Chiara Cartuccia (DAI's 2024 - 2025 COOP tutor) has curated a group exhibition at La Fabra Centre d’Art Contemporani in Barcelona, entitled As Stones on Their Palms, Embers and Flame (after a poem by Palestinian author Fadwa Tuqan) and it features works by our alum Hasan Özgür Top (DAI 2018 - 2020) among others. The exhibition explores the entanglement of ruination with histories of anticolonial resistance, uprising, revolution, and political radicalism across the Mediterranean. Ruins are not understood here as inert remnants of the past, but as charged terrains where capitulation and endurance meet — “negative commons” that, while bearing the traces of decay and dispossession, also harbour the promise of resurgence, inscribing a field of struggle where memory, imagination, and desire intersect. They are inseparable from the gestures that produced them and from those that rise in their wake: acts of disobedience and steadfastness, carrying within them the dual fate of defeat and victory.
About Chiara Cartuccia
About Hasan Özgür Top
The other artists are : Marianne Fahmy, Joyce Joumaa and Huda Takriti.

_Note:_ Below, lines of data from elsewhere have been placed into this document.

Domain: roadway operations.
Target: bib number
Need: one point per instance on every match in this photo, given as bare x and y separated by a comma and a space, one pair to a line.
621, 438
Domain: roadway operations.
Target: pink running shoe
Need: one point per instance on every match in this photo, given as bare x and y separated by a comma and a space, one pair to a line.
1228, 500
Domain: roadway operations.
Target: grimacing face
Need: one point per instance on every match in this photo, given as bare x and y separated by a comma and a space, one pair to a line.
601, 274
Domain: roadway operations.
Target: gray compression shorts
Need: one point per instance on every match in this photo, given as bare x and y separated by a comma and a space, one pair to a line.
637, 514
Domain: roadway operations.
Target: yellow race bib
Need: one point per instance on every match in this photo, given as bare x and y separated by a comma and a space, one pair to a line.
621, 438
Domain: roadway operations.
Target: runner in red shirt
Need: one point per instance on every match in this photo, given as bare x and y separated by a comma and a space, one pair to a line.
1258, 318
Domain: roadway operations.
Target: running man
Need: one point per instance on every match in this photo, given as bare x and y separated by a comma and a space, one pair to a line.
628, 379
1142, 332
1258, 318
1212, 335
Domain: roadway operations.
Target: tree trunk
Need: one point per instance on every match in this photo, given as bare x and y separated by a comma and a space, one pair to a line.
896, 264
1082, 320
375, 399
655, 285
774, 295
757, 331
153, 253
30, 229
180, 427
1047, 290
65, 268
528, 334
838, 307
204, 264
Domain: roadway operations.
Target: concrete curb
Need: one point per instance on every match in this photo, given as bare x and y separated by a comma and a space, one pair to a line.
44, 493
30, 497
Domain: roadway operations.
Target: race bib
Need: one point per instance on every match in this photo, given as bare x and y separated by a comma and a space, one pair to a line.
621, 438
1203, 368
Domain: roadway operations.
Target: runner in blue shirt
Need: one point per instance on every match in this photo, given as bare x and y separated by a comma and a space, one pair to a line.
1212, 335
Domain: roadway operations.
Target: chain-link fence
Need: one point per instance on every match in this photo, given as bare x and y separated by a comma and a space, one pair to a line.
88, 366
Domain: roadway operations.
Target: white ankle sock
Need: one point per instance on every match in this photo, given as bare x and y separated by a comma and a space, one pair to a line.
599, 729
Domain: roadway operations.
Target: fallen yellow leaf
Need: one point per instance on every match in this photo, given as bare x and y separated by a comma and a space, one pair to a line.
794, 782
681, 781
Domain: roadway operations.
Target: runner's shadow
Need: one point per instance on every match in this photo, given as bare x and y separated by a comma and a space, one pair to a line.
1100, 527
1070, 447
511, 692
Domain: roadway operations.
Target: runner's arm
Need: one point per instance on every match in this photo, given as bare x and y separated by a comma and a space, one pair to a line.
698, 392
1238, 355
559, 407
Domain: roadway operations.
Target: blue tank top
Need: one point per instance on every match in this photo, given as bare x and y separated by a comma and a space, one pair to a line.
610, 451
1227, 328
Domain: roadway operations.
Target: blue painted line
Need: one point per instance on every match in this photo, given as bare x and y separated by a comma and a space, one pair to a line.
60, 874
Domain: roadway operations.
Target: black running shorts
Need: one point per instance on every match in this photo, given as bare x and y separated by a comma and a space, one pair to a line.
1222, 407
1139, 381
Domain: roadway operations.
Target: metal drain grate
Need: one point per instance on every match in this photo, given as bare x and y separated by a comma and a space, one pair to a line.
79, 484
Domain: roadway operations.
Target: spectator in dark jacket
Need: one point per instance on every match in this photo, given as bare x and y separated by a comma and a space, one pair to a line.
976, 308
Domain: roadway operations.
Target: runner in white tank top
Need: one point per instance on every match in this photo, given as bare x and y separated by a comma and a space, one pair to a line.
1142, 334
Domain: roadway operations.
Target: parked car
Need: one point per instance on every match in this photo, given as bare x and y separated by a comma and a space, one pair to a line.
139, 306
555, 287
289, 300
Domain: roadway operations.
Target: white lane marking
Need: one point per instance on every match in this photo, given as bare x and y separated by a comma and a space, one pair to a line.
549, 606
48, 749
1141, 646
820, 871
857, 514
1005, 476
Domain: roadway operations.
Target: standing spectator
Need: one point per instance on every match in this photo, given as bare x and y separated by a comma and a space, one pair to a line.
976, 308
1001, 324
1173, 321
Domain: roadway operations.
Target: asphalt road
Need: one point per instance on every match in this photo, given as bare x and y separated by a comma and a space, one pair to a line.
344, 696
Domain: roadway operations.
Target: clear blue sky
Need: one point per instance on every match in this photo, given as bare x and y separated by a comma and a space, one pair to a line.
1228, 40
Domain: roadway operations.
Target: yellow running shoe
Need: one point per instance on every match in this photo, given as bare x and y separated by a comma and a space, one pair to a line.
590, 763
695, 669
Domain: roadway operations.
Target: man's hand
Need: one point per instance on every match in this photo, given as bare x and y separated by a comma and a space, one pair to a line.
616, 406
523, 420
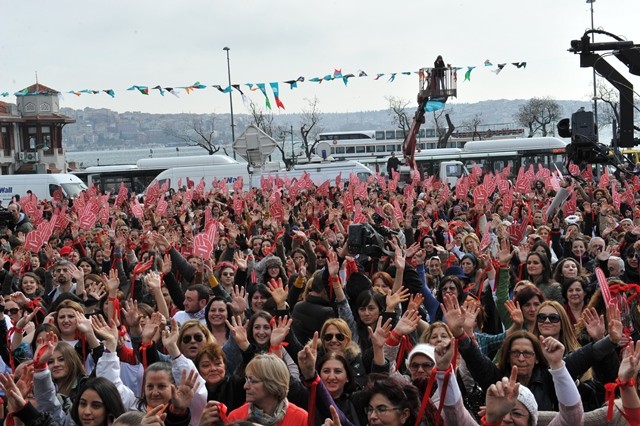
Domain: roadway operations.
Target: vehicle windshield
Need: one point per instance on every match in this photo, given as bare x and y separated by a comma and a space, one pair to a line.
456, 170
73, 189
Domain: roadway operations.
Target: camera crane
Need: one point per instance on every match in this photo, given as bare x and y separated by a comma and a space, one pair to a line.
436, 85
584, 147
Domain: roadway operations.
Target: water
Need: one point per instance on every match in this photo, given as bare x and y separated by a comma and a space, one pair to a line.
129, 156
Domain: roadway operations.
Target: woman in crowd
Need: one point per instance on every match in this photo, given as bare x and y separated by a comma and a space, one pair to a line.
539, 272
574, 291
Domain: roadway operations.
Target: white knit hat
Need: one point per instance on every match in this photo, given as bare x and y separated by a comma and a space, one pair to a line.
529, 401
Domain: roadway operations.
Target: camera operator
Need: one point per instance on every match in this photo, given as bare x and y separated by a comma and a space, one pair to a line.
20, 221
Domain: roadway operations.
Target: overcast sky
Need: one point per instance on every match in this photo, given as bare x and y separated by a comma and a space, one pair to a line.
114, 44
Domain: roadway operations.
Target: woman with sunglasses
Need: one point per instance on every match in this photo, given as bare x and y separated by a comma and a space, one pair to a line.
335, 338
192, 337
176, 384
523, 350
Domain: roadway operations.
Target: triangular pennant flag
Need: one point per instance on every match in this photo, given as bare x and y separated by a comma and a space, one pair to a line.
500, 67
263, 89
276, 94
160, 89
467, 75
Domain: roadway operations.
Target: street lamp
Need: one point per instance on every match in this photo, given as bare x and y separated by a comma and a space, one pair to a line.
595, 93
233, 131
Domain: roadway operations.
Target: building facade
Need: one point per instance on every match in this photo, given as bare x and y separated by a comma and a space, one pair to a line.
31, 132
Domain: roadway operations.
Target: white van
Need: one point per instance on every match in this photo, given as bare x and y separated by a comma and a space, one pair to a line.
319, 173
194, 173
42, 185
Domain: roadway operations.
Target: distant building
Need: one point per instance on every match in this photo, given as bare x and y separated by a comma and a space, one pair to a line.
31, 132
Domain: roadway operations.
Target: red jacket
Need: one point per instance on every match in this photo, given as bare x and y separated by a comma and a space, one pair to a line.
295, 416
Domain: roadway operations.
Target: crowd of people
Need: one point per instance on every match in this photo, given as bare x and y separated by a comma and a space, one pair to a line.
324, 305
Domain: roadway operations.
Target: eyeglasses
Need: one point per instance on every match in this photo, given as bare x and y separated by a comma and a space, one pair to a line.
186, 339
329, 337
252, 380
380, 410
553, 318
525, 354
415, 366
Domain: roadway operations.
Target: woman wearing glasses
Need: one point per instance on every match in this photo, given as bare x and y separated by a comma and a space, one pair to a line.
267, 381
193, 336
522, 349
336, 338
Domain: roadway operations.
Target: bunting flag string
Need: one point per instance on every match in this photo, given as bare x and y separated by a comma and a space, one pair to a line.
336, 74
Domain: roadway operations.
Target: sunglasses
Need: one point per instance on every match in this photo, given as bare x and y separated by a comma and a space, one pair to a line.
553, 318
329, 337
415, 366
186, 339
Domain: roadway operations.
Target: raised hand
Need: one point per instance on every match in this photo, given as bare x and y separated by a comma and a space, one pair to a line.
153, 281
594, 323
453, 314
394, 299
182, 393
278, 293
379, 337
407, 323
238, 302
630, 362
307, 358
444, 355
553, 351
333, 265
170, 339
471, 310
238, 332
280, 331
109, 332
614, 323
502, 397
15, 401
415, 301
515, 312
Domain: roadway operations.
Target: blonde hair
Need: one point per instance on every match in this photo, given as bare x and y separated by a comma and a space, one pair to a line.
273, 372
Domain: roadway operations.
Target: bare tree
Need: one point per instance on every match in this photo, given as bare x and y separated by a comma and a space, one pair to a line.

As Stones on Their Palms, Embers and Flame
07.02.2026 - 31.05.2026
The exhibition brings together four artists whose work engages these conditions through distinct yet convergent strategies: addressing ruins as mnemonic sites and speculative devices, where remembrance sparks projections of futures beyond catastrophe; tracing cycles of social ruination in the light of revolutionary pasts and presents, exposing how collapse and germination fold into one another; interrogating archaeology and the archival as technologies of domination, disciplines that fabricate legitimacy, monumentalise defeat, and erase insurgent memory. Ruin is seized as a terrain of confrontation, where violence is neither concealed nor disavowed, but recognised as integral to the generative force of political transformation. The exhibition’s lexicon also unsettles the figure of the “hero,” shifting the viewer’s attention toward collective gestures of defiance, sacrifice, and repetition. Resistance is reframed not as a singular, continuous triumphal gesture, but as a recurring, obstinate rhythm — the persistence of bodies standing, falling, and rising again.
As Stones on Their Palms, Embers and Flame positions ruin as both wound and weapon, at once scar and arsenal. From this unstable ground, between dust and ignition, new solidarities and configurations of struggle erupt. In the interstices of destruction and creation, political imagination endures.